Columbia staff encouraged Israel hatred on campus: Report

“If I were a parent of one of these students, I would have major concerns about these faculty,” says professor.

By World Israel News Staff

Faculty members and staff were a major contributing factor towards the anti-Israel and antisemitic environment that roiled the campus of Columbia University, according to interviews with professors, students, and a damning report from an taskforce for combatting Jew hatred at the school.

One revelation from an internal probe found that Columbia professors had badgered their Jewish students regarding their views on Israel’s military campaign against the Hamas terror group, pressuring them to express their opinions publicly.

Some Columbia professors reportedly told their students that mainstream media “is owned by Jews.”

Gil Zussman, a professor of engineering at Columbia originally from Israel, told Haaretz that teachers at the school had been vocal about the anti-Israel protests, which included rhetoric promoting terror attacks and rampant harassment of Jewish and Israeli students on campus.

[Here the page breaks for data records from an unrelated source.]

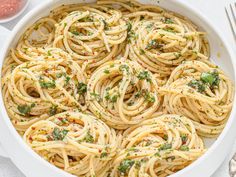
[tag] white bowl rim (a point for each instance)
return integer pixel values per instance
(30, 153)
(5, 20)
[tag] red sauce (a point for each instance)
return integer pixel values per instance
(9, 8)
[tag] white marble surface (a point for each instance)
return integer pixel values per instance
(213, 9)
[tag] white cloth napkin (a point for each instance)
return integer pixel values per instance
(214, 9)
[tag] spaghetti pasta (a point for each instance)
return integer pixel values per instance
(201, 92)
(37, 89)
(158, 147)
(115, 88)
(76, 142)
(122, 93)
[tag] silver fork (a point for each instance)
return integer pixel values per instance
(231, 15)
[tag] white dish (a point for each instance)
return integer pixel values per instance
(17, 14)
(33, 165)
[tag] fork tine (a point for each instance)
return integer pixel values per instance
(230, 21)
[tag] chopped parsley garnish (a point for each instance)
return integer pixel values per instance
(177, 54)
(168, 21)
(124, 68)
(46, 85)
(211, 78)
(131, 34)
(142, 52)
(144, 75)
(198, 85)
(96, 96)
(67, 79)
(157, 154)
(184, 148)
(53, 110)
(125, 165)
(105, 25)
(112, 99)
(184, 138)
(49, 53)
(25, 109)
(88, 138)
(58, 134)
(106, 71)
(75, 32)
(149, 97)
(82, 88)
(165, 147)
(154, 44)
(129, 26)
(59, 75)
(103, 154)
(169, 30)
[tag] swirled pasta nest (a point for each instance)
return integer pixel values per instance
(158, 147)
(115, 88)
(74, 141)
(121, 93)
(37, 89)
(201, 92)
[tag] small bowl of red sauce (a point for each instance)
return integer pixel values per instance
(10, 9)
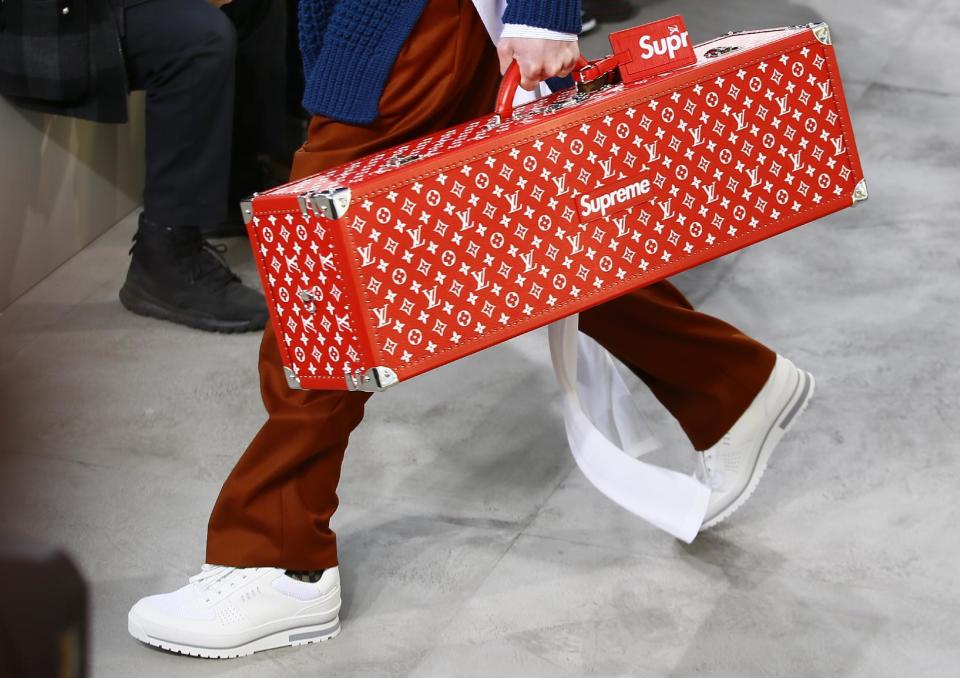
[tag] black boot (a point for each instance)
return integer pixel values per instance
(178, 276)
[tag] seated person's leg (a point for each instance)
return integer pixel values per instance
(182, 53)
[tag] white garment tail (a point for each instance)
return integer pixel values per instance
(605, 430)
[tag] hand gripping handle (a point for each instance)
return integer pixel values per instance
(511, 83)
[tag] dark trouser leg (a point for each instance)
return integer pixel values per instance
(182, 53)
(704, 371)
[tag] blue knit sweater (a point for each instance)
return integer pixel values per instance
(349, 47)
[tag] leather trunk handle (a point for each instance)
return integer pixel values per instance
(511, 83)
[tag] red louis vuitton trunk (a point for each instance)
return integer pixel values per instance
(400, 262)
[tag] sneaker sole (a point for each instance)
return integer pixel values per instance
(795, 406)
(141, 303)
(303, 635)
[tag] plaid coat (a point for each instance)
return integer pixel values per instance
(65, 57)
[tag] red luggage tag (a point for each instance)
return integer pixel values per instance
(653, 48)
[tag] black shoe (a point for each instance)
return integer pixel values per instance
(178, 276)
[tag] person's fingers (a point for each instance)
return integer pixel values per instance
(531, 73)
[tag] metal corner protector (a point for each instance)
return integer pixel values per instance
(293, 381)
(860, 192)
(374, 380)
(821, 32)
(246, 210)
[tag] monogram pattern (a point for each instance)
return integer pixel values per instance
(452, 261)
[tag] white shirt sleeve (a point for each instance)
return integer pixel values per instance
(524, 31)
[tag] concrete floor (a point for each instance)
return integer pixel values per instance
(471, 545)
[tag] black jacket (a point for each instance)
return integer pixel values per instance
(65, 56)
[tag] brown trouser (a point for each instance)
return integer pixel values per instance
(274, 509)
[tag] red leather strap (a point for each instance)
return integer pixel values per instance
(511, 83)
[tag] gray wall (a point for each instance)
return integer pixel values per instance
(63, 182)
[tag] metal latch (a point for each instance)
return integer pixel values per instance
(401, 160)
(372, 381)
(331, 203)
(720, 51)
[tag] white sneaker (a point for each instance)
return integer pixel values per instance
(733, 467)
(231, 612)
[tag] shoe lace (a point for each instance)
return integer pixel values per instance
(706, 471)
(214, 580)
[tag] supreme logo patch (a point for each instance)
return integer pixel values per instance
(606, 200)
(653, 48)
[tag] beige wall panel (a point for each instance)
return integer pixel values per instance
(63, 182)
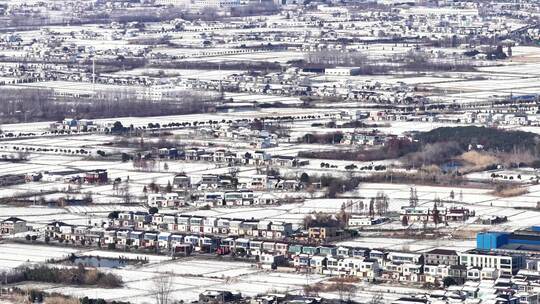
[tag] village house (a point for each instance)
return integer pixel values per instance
(13, 225)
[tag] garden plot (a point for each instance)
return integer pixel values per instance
(414, 245)
(191, 277)
(14, 255)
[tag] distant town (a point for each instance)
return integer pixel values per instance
(270, 152)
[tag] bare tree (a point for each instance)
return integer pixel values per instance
(377, 299)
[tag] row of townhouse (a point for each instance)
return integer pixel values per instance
(245, 238)
(203, 225)
(257, 157)
(428, 214)
(214, 198)
(214, 182)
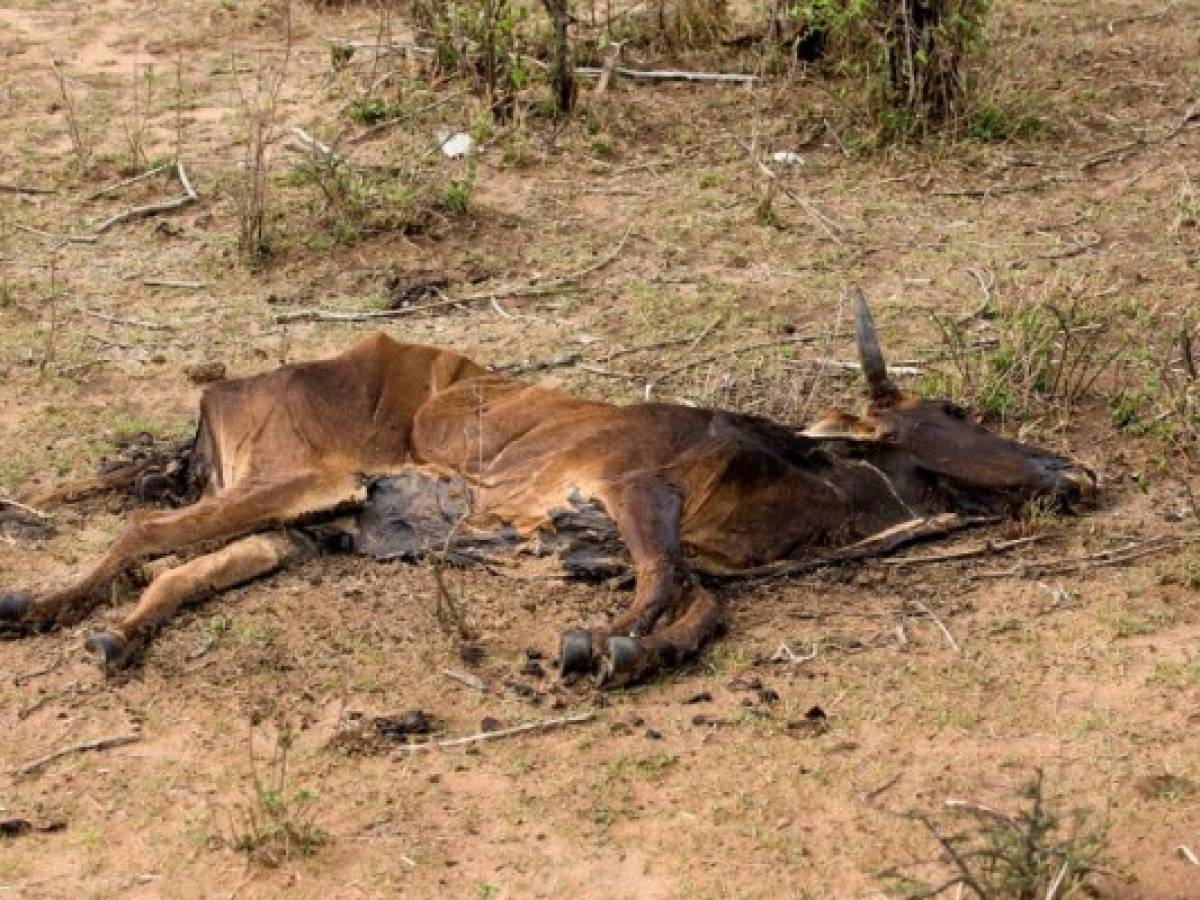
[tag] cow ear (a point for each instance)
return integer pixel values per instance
(844, 426)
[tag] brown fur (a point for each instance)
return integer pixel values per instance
(689, 490)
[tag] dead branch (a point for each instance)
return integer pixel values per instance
(28, 510)
(714, 357)
(876, 545)
(997, 190)
(786, 654)
(982, 550)
(125, 183)
(544, 725)
(135, 323)
(154, 209)
(7, 187)
(64, 238)
(946, 631)
(1141, 143)
(385, 48)
(173, 283)
(1189, 361)
(85, 747)
(832, 229)
(1119, 556)
(23, 677)
(669, 75)
(532, 288)
(474, 682)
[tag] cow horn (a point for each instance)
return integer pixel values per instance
(875, 371)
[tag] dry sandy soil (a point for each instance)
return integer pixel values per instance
(1091, 675)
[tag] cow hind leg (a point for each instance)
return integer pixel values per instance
(196, 580)
(221, 517)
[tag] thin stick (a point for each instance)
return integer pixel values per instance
(724, 354)
(876, 545)
(126, 183)
(27, 510)
(22, 677)
(135, 323)
(7, 187)
(544, 725)
(669, 75)
(786, 654)
(946, 631)
(474, 682)
(88, 745)
(64, 238)
(985, 549)
(173, 283)
(531, 288)
(996, 190)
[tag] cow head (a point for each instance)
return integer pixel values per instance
(941, 439)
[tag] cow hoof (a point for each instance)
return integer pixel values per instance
(575, 653)
(112, 652)
(622, 664)
(15, 605)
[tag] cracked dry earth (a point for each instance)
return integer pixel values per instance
(719, 780)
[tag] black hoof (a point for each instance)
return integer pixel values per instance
(622, 664)
(575, 653)
(112, 652)
(15, 606)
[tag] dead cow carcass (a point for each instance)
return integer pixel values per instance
(411, 436)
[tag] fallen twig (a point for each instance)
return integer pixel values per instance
(135, 323)
(28, 510)
(982, 550)
(1141, 143)
(172, 283)
(719, 355)
(876, 545)
(1117, 556)
(127, 181)
(667, 75)
(474, 682)
(786, 654)
(531, 288)
(64, 238)
(870, 796)
(88, 745)
(544, 725)
(997, 190)
(6, 187)
(153, 209)
(946, 631)
(23, 677)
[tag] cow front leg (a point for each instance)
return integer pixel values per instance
(647, 511)
(241, 509)
(211, 574)
(629, 659)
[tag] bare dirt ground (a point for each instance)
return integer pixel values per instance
(1092, 676)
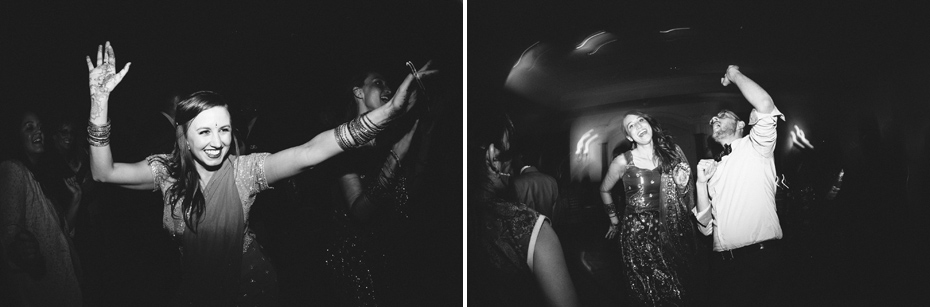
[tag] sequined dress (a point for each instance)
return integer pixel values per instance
(657, 237)
(362, 255)
(254, 278)
(506, 234)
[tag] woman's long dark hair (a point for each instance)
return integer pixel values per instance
(180, 164)
(662, 144)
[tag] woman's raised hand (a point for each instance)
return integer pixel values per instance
(404, 99)
(103, 77)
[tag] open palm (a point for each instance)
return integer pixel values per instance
(103, 77)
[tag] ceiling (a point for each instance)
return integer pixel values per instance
(588, 55)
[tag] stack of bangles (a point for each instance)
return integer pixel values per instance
(357, 132)
(98, 136)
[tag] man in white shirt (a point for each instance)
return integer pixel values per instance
(736, 200)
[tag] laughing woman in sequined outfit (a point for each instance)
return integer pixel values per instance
(657, 238)
(208, 191)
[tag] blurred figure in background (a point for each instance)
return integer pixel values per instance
(657, 235)
(736, 200)
(370, 213)
(533, 188)
(39, 258)
(515, 250)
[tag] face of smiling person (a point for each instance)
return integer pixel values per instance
(30, 135)
(723, 125)
(637, 129)
(374, 93)
(209, 137)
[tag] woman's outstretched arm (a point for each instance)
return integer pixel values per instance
(103, 80)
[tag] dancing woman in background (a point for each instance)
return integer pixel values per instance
(657, 238)
(208, 191)
(370, 208)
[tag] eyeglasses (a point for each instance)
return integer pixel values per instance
(721, 116)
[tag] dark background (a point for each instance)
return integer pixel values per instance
(292, 61)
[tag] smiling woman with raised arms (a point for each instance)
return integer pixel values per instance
(208, 190)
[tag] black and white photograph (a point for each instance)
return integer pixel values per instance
(332, 128)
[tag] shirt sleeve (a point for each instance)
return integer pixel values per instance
(529, 254)
(763, 135)
(705, 220)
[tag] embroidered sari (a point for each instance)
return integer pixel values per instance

“Based on conversations with students, we now know that some faculty members are unfortunately also creating a hostile environment toward Israelis in classrooms and are encouraging rule-breaking by student protesters,” he told Haaretz.

“For example, over 10 faculty and staff were standing outside Hamilton Hall when students broke in” and illegally occupied the building, holding a custodian hostage, Zussman said.

“If I were a parent of one of these students, I would have major concerns about these faculty.”

Zussman noted that as an act of support, some protesters even moved their office hours to the protest encampments – meaning that Israeli or Jewish students would have to physically enter the anti-Israel mobs in order to speak with their professors.

“Jewish and Israeli students are feeling very targeted and ostracized,” Prof. Nicholas Lemann, who teaches at Columbia’s School of Journalism, told Haaretz.

“The concept of Zionism has become unacceptable in some circles at Columbia. People are asked to promise that they’re not Zionist. In the classroom, some feel uncomfortable because of intense criticism of Zionism.”

Over 500 students were interviewed by the taskforce regarding their experiences of antisemitism at Columbia. A full report from the taskforce is expected to be made public in the coming weeks.